The discussion at
http://able2know.org/topic/152707-1 shows the statement "every truth must be true" to be an instance of "A is A."
So every truth must be true. And what about falsehoods? We have a problem here: if we say that every falsehood must be false, then we are saying that every falsehood must be the truth it falsifies. The solution is to say that every true falsehood must be a truth, by which any falsehood, if true, is also a truth. But its truth must be different from that of a truth, since it is a falsehood. And what could such a difference be? The only possible difference between a truth and a falsehood is that a falsehood must have no being: its being consists in referring to nothing, which makes it also nothing, despite being something that refers to nothing. So the statement "every true falsehood must be a truth" possibly means "nothing must be nothing," which in turn possibly means:
1. Anything -- possibly nothing -- can be something.
2. Nothing -- as possibly something -- must be what it is, which is nothing.
Both meanings refer to a falsehood only as the falsity of something, rather than as a truth -- one of a falsehood.
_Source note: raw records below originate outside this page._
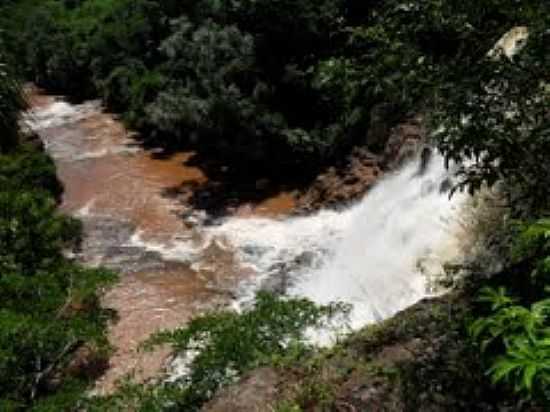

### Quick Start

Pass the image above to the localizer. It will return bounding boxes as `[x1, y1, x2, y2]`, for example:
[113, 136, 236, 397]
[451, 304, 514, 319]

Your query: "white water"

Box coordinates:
[24, 101, 99, 130]
[200, 27, 528, 339]
[28, 97, 469, 345]
[208, 155, 467, 336]
[24, 101, 139, 161]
Indeed, as a truth, no falsehood can be nothing. So despite making a falsehood nothing we possibly get something, first explicitly -- the first meaning -- then implicitly -- the second meaning. The reason is that, since every true falsehood must also be a truth, even as nothing it still can be something: it always has a possible being. Which becomes clear when we formulate "A must be A" as "nothing can be different from itself." In this form, the so-called "principle of identity" becomes either:
1. Everything must be identical to itself.
2. The being of nothing can be different from itself.
And whenever "nothing" means a falsehood "nothing can be different from itself" cannot mean "everything must be identical to itself" -- since it means "a falsehood can be different from itself." Hence, by being a falsehood, nothing is -- or at least can be -- no longer nothing, so "A must be A" can apply to falsehoods only by applying to their truth -- by which a correct reformulation of the so-called "principle of identity" would be the statement "every truth must be true."